Let me rephrase that: these new iPhones are two very different phones: one, the 5S, features an array of new technologies and improvements that make it quite desirable: a new processor (A7), a motion coprocessor (M7), 64-bit architecture, an improved camera, an improved flash, a fingerprint scanner inside the Home button… just to name what Schiller presented at the event last Tuesday. The other, the 5C, is basically last year’s technology in a new colourful polycarbonate shell, with a slightly bigger battery. That’s it. But this noticeable technological gap isn’t reflected by the pricing of these two iPhones. In other words again, the iPhone 5C isn’t the cheap iPhone many expected, all right, but it should have been even cheaper — when compared to the iPhone 5S — than what it is.
Before publishing these impressions, I wanted to wait until I could go to an Apple Store here in Spain and play with the iPhone 5C myself, but Om Malik, who was able to do so on Tuesday, has already shared his first impressions and in a way confirms what I suspected while I was watching the iPhone 5C video (emphasis mine):
Most people think that iPhone 5c is a great product and are cheering Apple for having done it. […] I am not one of them — I played with it in the demo area and found it a little lacking. […]
Given its recent past, there are three design elements & emotions that I associate with Apple products — brushed metal, understated look and blending of monochromatic colors. Apple products signify a certain amount of luxury and lushness to them. The iPhone 5c doesn’t have any of that. The phones are garish to my eyes […] They feel ‘budget’ to me and the pastel color palette is a little meh. The iPhone 5c is slippery to hold and attracts fingerprints smudges. From my perspective it is missing the luxury feeling. The iPods with color have a more lush feel than these phones crafted from plastic, or polycarbonate as Apple defines it.

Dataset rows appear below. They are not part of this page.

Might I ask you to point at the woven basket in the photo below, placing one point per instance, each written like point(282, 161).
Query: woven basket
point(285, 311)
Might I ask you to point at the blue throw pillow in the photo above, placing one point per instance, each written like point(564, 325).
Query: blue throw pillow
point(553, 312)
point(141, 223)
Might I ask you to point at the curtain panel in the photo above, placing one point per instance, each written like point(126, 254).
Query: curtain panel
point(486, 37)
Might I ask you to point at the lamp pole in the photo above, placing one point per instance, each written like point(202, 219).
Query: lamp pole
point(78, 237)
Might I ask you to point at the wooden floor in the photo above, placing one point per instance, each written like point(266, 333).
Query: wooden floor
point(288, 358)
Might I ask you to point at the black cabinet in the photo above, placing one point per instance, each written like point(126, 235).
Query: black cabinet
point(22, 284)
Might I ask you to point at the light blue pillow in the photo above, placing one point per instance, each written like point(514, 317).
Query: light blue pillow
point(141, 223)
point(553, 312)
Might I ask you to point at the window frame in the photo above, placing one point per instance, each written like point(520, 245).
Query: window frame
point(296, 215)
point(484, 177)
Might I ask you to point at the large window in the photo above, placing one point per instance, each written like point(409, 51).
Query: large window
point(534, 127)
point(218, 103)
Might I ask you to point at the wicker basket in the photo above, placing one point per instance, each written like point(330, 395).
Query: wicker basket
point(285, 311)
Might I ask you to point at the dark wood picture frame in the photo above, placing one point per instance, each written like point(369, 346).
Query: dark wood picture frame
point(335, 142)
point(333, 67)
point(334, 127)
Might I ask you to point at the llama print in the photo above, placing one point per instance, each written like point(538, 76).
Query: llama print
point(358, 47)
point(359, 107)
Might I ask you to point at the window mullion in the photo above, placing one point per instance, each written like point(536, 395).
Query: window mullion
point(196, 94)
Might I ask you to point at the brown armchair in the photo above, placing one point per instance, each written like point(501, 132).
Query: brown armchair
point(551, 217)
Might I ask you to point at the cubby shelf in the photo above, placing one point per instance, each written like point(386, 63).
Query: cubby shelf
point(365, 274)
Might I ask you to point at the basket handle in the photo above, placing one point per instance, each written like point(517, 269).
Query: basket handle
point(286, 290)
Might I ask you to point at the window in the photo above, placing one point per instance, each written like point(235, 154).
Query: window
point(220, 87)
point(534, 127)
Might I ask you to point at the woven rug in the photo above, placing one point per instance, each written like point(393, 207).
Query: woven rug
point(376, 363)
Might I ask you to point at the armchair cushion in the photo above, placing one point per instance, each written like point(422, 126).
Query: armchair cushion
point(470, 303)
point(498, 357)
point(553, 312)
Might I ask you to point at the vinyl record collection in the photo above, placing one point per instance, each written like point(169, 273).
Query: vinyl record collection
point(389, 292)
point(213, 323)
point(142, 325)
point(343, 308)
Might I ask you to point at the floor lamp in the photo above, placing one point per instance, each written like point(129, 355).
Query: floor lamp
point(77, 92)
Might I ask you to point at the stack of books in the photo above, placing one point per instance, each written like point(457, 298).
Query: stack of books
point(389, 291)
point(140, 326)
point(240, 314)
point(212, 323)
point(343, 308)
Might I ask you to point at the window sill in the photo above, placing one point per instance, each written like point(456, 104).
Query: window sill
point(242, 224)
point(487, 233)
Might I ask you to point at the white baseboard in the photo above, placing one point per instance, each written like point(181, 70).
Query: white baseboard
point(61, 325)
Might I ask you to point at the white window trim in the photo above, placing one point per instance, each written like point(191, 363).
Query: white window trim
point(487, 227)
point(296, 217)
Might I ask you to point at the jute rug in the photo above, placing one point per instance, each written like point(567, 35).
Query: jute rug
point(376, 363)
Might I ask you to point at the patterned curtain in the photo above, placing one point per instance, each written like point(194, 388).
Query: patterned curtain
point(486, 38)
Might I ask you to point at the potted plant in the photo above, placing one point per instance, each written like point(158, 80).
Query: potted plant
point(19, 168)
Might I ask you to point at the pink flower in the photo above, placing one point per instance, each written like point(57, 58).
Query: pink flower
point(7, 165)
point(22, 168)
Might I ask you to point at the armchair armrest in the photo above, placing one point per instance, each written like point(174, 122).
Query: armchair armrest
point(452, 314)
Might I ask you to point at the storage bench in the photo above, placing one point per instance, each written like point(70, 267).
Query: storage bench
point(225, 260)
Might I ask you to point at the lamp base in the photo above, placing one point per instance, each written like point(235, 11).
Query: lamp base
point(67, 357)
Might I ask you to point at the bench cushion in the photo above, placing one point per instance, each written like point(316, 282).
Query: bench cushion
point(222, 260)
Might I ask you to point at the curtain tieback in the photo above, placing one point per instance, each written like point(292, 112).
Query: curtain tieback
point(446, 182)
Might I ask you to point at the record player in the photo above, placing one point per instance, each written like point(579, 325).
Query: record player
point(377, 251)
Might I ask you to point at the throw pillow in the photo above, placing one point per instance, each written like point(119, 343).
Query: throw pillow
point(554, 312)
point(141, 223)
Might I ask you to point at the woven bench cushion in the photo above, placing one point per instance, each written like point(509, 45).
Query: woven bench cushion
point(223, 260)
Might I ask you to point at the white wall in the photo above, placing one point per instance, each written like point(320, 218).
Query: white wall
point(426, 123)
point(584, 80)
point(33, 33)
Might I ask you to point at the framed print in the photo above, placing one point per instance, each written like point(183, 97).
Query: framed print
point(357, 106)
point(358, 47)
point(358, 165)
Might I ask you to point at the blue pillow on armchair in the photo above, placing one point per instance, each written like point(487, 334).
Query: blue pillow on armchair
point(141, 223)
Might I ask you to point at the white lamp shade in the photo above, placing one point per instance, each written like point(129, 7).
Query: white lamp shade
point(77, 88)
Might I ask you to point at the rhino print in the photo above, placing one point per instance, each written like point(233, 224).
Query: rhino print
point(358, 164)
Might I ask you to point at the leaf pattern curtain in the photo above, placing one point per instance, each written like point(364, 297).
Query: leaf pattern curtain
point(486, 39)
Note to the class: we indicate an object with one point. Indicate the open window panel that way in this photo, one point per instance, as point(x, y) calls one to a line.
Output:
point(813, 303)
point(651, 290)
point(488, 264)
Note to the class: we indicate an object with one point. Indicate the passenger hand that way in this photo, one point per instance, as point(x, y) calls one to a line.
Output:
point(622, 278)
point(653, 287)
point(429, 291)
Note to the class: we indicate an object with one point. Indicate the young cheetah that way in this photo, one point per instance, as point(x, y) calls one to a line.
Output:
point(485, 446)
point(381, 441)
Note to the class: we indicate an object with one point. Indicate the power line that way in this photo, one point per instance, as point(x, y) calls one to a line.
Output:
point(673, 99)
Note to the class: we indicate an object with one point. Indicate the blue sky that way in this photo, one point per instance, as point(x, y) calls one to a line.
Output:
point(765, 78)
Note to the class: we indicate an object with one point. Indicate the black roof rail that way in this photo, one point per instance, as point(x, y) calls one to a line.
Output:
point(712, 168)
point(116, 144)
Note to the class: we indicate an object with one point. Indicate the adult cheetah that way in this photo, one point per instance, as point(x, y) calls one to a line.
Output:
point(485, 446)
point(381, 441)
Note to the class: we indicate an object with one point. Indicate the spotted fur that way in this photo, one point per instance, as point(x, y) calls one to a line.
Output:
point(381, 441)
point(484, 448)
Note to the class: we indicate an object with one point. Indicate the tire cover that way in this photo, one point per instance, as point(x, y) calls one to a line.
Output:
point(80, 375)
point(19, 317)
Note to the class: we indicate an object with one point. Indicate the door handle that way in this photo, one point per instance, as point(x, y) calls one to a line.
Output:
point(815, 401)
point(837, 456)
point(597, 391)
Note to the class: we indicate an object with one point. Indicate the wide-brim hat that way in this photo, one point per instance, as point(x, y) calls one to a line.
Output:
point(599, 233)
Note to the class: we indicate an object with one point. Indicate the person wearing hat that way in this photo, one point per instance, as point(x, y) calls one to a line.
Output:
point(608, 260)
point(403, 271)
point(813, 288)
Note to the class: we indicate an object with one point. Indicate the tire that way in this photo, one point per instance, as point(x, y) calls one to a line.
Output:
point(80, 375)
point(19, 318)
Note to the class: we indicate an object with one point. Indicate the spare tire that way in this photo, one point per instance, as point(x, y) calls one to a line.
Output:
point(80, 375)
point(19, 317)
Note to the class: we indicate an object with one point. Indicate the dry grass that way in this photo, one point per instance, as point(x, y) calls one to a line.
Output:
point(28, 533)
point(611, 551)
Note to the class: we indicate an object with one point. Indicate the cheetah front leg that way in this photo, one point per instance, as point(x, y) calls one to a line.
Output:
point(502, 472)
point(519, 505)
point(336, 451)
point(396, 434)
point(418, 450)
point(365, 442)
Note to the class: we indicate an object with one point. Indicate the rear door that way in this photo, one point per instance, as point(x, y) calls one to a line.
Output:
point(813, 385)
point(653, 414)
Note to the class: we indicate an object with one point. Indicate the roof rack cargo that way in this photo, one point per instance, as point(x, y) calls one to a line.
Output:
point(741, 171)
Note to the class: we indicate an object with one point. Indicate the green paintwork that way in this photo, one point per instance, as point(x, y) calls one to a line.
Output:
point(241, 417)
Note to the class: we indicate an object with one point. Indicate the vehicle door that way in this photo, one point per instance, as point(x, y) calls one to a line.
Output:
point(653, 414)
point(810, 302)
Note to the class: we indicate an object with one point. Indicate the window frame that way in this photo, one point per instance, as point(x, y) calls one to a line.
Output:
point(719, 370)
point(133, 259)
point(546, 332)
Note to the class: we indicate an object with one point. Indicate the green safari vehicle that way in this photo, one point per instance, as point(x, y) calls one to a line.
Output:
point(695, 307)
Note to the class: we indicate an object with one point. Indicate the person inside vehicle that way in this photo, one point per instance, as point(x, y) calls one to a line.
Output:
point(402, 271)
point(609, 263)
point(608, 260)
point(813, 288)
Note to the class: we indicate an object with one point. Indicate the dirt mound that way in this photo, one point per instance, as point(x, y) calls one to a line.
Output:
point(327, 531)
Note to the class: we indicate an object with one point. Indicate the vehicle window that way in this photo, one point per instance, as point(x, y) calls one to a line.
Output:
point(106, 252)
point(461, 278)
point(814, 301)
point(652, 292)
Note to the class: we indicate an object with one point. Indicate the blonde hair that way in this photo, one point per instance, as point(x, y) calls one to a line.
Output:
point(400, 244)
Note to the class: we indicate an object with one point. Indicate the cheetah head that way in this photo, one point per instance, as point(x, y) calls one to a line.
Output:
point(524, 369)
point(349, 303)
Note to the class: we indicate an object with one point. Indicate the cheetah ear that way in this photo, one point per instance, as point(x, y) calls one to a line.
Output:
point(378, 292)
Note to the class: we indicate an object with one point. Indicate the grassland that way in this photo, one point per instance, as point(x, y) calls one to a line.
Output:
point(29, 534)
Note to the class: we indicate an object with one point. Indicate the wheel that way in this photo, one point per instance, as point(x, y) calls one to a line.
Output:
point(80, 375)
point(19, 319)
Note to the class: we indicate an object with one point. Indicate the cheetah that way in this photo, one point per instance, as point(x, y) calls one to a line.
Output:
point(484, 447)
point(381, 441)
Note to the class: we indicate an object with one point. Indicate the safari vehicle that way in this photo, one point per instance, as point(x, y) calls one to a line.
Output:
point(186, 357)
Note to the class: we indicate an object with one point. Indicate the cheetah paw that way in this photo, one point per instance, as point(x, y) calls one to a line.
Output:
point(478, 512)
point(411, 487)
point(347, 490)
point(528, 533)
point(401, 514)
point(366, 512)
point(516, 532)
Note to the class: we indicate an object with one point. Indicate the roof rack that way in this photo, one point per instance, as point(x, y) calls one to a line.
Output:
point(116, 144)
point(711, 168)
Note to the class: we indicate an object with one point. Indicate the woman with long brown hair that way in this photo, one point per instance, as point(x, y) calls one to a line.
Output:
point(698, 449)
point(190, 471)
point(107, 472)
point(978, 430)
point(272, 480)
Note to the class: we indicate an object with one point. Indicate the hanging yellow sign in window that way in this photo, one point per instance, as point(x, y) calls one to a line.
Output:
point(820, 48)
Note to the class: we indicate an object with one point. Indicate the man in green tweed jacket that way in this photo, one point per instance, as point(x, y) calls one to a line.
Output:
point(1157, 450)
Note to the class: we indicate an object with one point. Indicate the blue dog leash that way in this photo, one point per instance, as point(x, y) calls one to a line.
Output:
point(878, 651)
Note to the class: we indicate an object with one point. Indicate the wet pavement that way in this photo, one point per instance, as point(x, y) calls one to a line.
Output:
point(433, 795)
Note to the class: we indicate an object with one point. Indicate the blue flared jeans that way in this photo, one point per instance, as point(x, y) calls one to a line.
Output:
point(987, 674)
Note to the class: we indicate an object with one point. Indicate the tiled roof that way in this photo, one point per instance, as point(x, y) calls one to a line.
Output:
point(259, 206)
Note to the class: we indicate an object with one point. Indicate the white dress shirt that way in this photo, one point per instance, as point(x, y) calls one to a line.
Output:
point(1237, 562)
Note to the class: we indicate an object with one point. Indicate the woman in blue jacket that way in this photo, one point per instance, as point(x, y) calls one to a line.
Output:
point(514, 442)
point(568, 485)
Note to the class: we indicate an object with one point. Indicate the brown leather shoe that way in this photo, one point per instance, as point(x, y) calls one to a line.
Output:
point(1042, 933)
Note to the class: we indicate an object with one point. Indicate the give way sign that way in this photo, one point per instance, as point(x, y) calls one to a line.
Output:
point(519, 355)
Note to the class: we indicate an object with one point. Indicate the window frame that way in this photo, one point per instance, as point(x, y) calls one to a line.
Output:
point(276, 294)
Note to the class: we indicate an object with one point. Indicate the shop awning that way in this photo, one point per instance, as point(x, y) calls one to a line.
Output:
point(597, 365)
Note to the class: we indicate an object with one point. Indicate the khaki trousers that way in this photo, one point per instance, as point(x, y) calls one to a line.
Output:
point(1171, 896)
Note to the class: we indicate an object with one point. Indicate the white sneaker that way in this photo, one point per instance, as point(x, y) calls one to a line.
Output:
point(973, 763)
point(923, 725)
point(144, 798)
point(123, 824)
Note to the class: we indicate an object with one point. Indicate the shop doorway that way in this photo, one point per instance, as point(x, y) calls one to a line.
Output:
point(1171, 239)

That’s why I believe that a fairer pricing would have been as follows: €499 (or $449) for the 16GB iPhone 5C, and €599 (or $549) for the 32GB iPhone 5C. I’m sure that the iPhone 5C is going to be a huge success anyway, especially because the pricing with a 2‑year contract makes it look even cheaper[2], but making it another 100 Euros (or dollars) cheaper would have generated an even bigger impact overall, while keeping the iPhone 5C in the ‘premium product’ pricing range. A price difference of 200 dollars/Euros would also have helped define more clearly the two iPhone lines, with the colourful plastic iPhone being the ‘consumer’ phone, and the black/silver/gold metal iPhone being the ‘pro’ device, a bit like the colourful iBooks and the PowerBooks of the last decade, and the plastic MacBooks vs the unibody MacBook Pros of more recent times. The current pricing just makes me want to buy an iPhone 5S: for just 100 Euros more I get a far superior and certainly more future-proof iPhone than the 5C.